Das spanische Parlament hat an diesem Freitagabend im zweiten Wahlgang über die Kandidatur Rajoys für das Amt des Ministerpräsidenten abgestimmt, und es war absehbar, dass er wie schon am Mittwoch nicht genügend Stimmen auf sich vereinen würde.

Korrespondenten: Martin Dahms (mda)

Madrid - Mariano Rajoy presst das Jesus-Kind an sich und hält ihm eine Pistole an den Kopf. „Setzt mich zum Regierungschef ein, oder ich mach dich zu Weihnachten kalt!“, droht er. „Ich bin sehr irre!“ So fasst die Satirezeitschrift „El Jueves“ in ihrer aktuellen Ausgabe die politische Lage Spaniens zusammen.

 

Das spanische Parlament hat an diesem Freitagabend im zweiten Wahlgang über die Kandidatur Rajoys für das Amt des Ministerpräsidenten abgestimmt, und es war absehbar, dass er wie schon am Mittwoch nicht genügend Stimmen auf sich vereinen würde. Jetzt hat das Parlament noch zwei Monate Zeit, sich auf einen neuen Regierungschef zu einigen. Falls es scheitert, stehen Wahlen an, die dritten innerhalb eines Jahres. Voraussichtlicher Termin: der 25. Dezember, Weihnachten.   Spaniens Politiker strapazieren die Geduld ihres Volkes.

Ziemlich fassungslos

Die Spanier sind ziemlich fassungslos, so etwas haben sie noch nicht erlebt. Und weil sie sich nicht den ganzen Tag darüber ärgern können, lachen sie. Nicht nur über Rajoy, ihren amtierenden konservativen Ministerpräsidenten, sondern auch über seinen Gegenspieler, den Sozialistenchef Pedro Sánchez, der seit Wochen zu allem nur Nein sagt. „Pedro Sánchez bricht zusammen und gibt zu, dass er ein Schauspieler ist“, titelte vor kurzem die satirische Netzzeitung „El Mundo Today“. Aus Puerto Rico stammend und mit Erfahrungen als Nebendarsteller in einer Telenovela, habe er sich bei einem Casting der spanischen Sozialisten beworben. „Ich hätte nie gedacht, dass die Dinge so laufen würden.“

  Die Satire kommt der Wirklichkeit sehr nahe: Aus Politikern sind in den vergangenen Monaten Politikdarsteller geworden, die handeln, als hätten ihre Handlungen keine Konsequenzen. Haben sie aber. Im August sind in Spanien 145 000 Jobs verloren gegangen, ein Indiz für die prekäre Lage auf dem Arbeitsmarkt: Statt in die Ferien schicken viele Unternehmer ihre Beschäftigten zum Arbeitsamt. Spanien braucht jetzt eine gute Politik, um den Aufschwung zu sichern und die sozialen Verwerfungen nach fünf Jahren schwerer Wirtschaftskrise abzumildern. Ganz nebenbei braucht das Land auch einen Haushalt für das kommende Jahr.

Sanierung der Finanzen

„Man kann nicht mehr ausgeben, als man einnimmt“, sagte Rajoy vor dem Parlament. Er selbst hat sich an diese Regel nicht gehalten. Die Sanierung der Staatsfinanzen ist eine der großen Herausforderungen für die kommende Regierung.   Dass Spanien noch immer keine Regierung hat, ist vor allem die Schuld von Rajoy und Sánchez. Sie haben allen Spott verdient, der zurzeit über sie ausgeschüttet wird.   Mariano Rajoy hätte schon vor dreieinhalb Jahren zurücktreten müssen, als die illegale Finanzierung seiner konservativen Volkspartei (PP) ans Licht kam.

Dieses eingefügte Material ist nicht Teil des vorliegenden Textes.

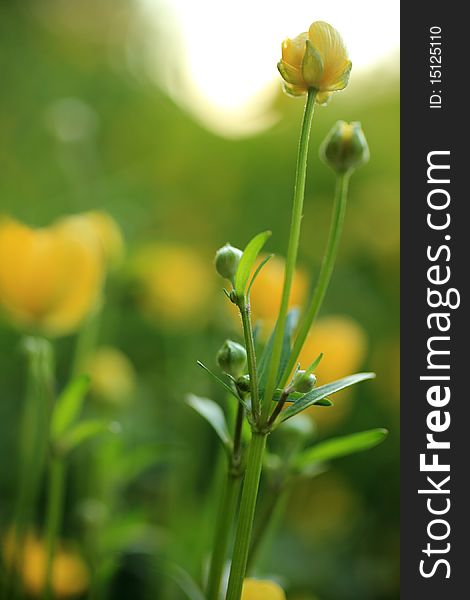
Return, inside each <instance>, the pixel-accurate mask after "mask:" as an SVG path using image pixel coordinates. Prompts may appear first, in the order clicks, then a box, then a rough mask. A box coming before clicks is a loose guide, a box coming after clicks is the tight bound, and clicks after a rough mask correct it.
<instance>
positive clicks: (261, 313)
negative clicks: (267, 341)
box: [250, 256, 308, 335]
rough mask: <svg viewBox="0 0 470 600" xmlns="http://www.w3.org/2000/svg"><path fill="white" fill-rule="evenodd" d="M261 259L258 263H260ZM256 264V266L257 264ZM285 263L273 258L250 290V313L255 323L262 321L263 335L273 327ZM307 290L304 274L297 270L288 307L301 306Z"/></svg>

Doch Rajoy hat nie einsehen wollen, dass seine vorgebliche Ahnungslosigkeit über die Machenschaften seines frühereren Schatzmeisters Luis Bárcenas, der ein Millionenvermögen in der Schweiz hortete, unglaubwürdig ist. Seine politischen Gegner jedenfalls glauben ihm nicht. Dass sie heute die Regierungsbildung blockieren, liegt auch an der Person Rajoy. Mit einem anderen Kandidaten oder einer Kandidatin hätte die PP bessere Chancen, die Unterstützung des Parlaments zu erhalten.

Böse Vorhaltungen

  Pedro Sánchez größter Fehler ist, das nicht laut zu sagen. In einer Fernsehdebatte nannte er Rajoy einst „unanständig“, aber mit bösen Anwürfen macht man keine Politik. Sánchez sagt Nein zu Rajoy und auch Nein zu einem alternativen Bündnis mit Podemos und den natioanalistischen Parteien aus Katalonien und dem Baskenland. Nur was er will, das sagt er nicht. Er könnte der PP Bedingungen stellen, um ihr durch Stimmenthaltung zur Regierung zu verhelfen, aber das geht Sánchez gegen die Prinzipien. Lieber lässt er das Land im Stich als seine Prinzipien. Das hat er mit Rajoy gemein.